Purpose: To analyze the prevalence of homologous recombination deficiency (HRD) in patients with pancreatic ductal adenocarcinoma (PDAC).

Materials and methods: We conducted a systematic review and meta-analysis of the prevalence of HRD in PDAC from PubMed, Scopus, and Cochrane Library databases, and online cancer genomic data sets. The main outcome was pooled prevalence of somatic and germline mutations in the better characterized HRD genes (BRCA1, BRCA2, PALB2, ATM, ATR, CHEK2, RAD51, and the FANC genes).

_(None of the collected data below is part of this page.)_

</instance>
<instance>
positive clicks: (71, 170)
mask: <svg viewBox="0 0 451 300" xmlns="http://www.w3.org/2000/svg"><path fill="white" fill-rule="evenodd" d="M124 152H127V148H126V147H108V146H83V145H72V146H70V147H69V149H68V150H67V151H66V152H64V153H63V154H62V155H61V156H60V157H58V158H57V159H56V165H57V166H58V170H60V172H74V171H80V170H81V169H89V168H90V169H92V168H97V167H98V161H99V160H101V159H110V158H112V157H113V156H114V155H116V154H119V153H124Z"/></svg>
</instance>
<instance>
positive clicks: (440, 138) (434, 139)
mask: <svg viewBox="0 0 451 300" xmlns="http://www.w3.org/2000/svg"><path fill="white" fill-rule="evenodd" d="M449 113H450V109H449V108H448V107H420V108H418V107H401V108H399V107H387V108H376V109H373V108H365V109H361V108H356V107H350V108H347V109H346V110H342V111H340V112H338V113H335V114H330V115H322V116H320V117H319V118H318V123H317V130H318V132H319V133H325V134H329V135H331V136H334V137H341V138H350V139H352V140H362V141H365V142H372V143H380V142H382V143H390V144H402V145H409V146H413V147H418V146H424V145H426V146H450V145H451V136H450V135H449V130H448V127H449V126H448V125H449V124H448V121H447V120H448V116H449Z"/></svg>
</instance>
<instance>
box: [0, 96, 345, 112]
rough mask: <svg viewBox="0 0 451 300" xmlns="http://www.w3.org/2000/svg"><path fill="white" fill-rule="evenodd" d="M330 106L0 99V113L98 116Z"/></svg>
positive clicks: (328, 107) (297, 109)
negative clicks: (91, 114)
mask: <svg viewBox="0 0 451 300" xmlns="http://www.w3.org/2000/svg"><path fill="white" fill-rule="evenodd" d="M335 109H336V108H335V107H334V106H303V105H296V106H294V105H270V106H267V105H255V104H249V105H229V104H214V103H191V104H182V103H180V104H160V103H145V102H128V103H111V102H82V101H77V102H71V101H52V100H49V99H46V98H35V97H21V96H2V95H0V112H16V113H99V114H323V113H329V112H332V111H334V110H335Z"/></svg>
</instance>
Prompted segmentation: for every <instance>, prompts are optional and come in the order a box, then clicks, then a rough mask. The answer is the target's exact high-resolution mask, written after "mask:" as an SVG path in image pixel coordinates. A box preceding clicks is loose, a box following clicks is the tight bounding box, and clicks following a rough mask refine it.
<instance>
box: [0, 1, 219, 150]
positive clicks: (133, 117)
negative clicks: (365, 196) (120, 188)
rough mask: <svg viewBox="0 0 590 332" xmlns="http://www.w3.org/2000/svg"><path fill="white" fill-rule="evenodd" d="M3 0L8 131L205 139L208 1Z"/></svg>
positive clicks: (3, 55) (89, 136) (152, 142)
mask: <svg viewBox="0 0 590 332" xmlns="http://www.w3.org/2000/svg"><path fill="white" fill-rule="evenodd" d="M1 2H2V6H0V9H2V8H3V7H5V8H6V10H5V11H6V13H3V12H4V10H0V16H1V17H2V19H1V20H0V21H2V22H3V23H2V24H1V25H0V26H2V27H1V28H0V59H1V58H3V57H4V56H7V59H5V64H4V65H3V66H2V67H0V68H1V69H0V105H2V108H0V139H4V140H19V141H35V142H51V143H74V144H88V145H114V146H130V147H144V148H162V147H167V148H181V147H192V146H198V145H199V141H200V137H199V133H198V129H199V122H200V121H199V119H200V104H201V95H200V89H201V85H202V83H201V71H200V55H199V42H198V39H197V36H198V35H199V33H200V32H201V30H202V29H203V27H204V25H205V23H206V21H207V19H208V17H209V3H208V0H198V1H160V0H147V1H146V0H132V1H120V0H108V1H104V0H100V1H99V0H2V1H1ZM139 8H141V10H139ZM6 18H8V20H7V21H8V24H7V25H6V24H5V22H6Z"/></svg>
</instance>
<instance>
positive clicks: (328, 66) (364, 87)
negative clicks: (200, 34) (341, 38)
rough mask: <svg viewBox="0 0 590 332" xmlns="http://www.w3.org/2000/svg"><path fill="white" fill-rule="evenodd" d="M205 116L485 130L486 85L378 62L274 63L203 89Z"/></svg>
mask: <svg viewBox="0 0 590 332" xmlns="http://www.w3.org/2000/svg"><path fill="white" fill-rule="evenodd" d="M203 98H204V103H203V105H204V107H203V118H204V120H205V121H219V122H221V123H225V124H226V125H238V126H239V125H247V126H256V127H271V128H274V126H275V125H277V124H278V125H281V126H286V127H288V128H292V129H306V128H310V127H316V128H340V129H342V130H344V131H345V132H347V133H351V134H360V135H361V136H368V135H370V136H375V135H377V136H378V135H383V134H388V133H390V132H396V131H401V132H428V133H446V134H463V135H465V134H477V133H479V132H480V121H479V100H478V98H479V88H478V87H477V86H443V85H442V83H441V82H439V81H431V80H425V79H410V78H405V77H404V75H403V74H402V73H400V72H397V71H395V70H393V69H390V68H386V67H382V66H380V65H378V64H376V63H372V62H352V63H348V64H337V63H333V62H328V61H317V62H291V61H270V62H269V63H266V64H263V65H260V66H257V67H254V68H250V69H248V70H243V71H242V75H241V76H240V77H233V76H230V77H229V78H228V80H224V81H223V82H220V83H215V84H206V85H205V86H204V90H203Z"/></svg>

The secondary outcomes were prevalence of germline mutations overall, and in sporadic and familial cases; prevalence of germline BRCA1/2 mutations in Ashkenazi Jewish (AJ); and prevalence of HRD based on other definitions (ie, alterations in other genes, genomic scars, and mutational signatures). Random-effects modeling with the Freeman-Tukey transformation was used for the analyses. PROSPERO registration number: (CRD42020190813).

Results: Sixty studies with 21,842 participants were included in the systematic review and 57 in the meta-analysis. Prevalence of germline and somatic mutations was BRCA1: 0.9%, BRCA2: 3.5%, PALB2: 0.2%, ATM: 2.2%, CHEK2: 0.3%, FANC: 0.5%, RAD51: 0.0%, and ATR: 0.1%. Prevalence of germline mutations was BRCA1: 0.9% (2.4% in AJ), BRCA2: 3.8% (8.2% in AJ), PALB2: 0.2%, ATM: 2%, CHEK2: 0.3%, and FANC: 0.4%. No significant differences between sporadic and familial cases were identified. HRD prevalence ranged between 14.5%-16.5% through targeted next-generation sequencing and 24%-44% through whole-genome or whole-exome sequencing allowing complementary genomic analysis, including genomic scars and other signatures (surrogate markers of HRD).

Conclusion: Surrogate readouts of HRD identify a greater proportion of patients with HRD than analyses limited to gene-level approaches. There is a clear need to harmonize HRD definitions and to validate the optimal biomarker for treatment selection. Universal HRD screening including integrated somatic and germline analysis should be offered to all patients with PDAC.

FIG 1.

Preferred Reporting Items for Systematic Reviews and Meta-Analyses flowchart of patient selection for the meta-analysis.

FIG 2.

Overview of HRD identification and clinical implications. Although WGS represents the most comprehensive method for HRD identification as it delivers integrated analyses of all genomic events, many barriers limit its utilization in the clinic, feasibility of accessing fresh biopsy material of sufficient size, cost, and analytic complexity. WES is a more accessible strategy and is often proposed as the second choice. However, it seems not to be the optimal method for cancer profiling as many driver events occur outside the coding exome may be missed, on one hand, and the majority of included genes are not cancer genes, on the other. Despite some technical limitations, targeted-capture sequencing delivering comprehensive genomic information, including individual gene mutations, signatures, and structural variation patterns, may represent a reasonable option for real-world applicability (practical and financial advantages compared with WES and WGS). Rating level of sequencing technologies: ++, optimal; +, good; ±, low; –, poor. ^aFunctional assays for real-time HRD status require in vivo or in vitro experiments. CNA, copy-number alterations; HRD, homologous recombination deficiency; LOH, loss of heterozygosity; LST, large-scale transitions; NGS, next-generation sequencing; PDCL, patient-derived cell lines; PDO, patient-derived organoids; PDX, patient-derived xenograft; TAI, telomeric allelic imbalance; WES, whole-exome sequencing; WGS, whole-genome sequencing.